Re: still unemployed and still frustrated! Originally Posted by It Didnt Come EasyRN
its hard to even say I'm a new grad becuase I too have been searching since 12/2008, and applying like crazy for a new grad RN positiion and nothing! The funny thing is when I get an interview or talk to people about how HARD it is for new nurses to get jobs they all look at me like im nuts.... [/b]

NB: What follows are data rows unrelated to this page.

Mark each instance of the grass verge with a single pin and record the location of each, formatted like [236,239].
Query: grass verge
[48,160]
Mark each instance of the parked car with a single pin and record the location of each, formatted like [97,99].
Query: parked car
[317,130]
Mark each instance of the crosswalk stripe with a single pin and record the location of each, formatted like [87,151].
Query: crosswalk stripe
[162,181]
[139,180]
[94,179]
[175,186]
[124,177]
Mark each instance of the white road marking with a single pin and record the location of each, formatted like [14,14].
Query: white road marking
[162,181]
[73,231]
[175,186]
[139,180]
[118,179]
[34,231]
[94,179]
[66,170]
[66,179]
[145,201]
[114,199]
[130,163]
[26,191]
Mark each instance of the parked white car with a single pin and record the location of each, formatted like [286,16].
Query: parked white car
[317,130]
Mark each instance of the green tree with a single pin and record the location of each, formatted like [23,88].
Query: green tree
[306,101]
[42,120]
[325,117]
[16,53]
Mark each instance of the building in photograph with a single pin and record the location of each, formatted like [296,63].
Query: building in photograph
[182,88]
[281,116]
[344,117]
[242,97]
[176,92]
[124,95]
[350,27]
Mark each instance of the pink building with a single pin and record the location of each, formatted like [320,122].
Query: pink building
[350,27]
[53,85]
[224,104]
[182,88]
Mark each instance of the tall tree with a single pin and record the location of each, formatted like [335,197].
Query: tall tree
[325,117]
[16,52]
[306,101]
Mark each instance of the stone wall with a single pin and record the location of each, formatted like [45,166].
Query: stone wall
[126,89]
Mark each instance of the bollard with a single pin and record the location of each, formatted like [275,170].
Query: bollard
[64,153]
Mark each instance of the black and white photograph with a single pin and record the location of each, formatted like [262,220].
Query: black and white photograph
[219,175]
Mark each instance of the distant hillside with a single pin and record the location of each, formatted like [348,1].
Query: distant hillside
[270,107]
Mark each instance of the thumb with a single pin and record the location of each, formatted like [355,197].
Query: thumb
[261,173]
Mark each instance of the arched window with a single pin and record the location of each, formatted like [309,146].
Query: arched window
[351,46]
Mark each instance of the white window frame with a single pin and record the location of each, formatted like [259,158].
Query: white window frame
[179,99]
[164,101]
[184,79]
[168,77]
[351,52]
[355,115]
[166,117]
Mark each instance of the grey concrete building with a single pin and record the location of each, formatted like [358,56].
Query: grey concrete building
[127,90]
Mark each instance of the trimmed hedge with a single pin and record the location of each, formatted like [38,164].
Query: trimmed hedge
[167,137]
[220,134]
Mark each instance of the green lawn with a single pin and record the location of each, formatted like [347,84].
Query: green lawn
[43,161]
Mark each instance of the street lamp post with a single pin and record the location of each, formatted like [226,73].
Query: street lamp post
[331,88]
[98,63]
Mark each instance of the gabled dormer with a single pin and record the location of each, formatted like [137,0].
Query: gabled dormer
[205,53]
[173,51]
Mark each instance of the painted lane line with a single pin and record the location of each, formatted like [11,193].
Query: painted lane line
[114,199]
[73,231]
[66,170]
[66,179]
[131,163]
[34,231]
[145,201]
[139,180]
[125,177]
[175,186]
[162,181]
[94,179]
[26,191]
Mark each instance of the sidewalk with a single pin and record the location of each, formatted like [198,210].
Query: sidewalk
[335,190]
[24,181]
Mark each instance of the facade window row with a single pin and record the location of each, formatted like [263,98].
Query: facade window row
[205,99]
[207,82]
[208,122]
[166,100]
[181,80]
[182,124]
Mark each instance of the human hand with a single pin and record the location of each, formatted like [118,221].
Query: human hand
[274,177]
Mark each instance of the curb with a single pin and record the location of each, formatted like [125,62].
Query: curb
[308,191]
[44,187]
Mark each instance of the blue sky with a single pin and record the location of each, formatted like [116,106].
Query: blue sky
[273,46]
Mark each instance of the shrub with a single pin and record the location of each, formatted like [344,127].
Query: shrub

I get that alot too, and I can't stand it. It's mostly from people who are not in the nursing profession and know nothing about the nursing profession. Another one I hate is when people tell me 'But when I looked in monster.com, etc. there's SO MANY openings for nurses listed'...that one really kills me too. They don't know that there are so many types of nursing specialties and that not all jobs are for new grads or nurses with no specialty yet.
Check out this article below, from March. I copied it since it may not be viewed all the time w/o a subscription.
You can show it to people that look at you like you are nuts when you tell them you can't find a job. But they probably won't read it all. At least you can point out the part about how New York Presb. Hospital has over 300 openings, yet would rather not fill them with new grads, and just would rather keep them open since now they can choosy due to the recession and experienced nurses more available than before.
On a positive note, the article says this is only temporary, but who knows when it will end. There are also many new grads every year, and what will happen to the new grads who have been looking for a year or more? They will still have to compete with 'newer' grads.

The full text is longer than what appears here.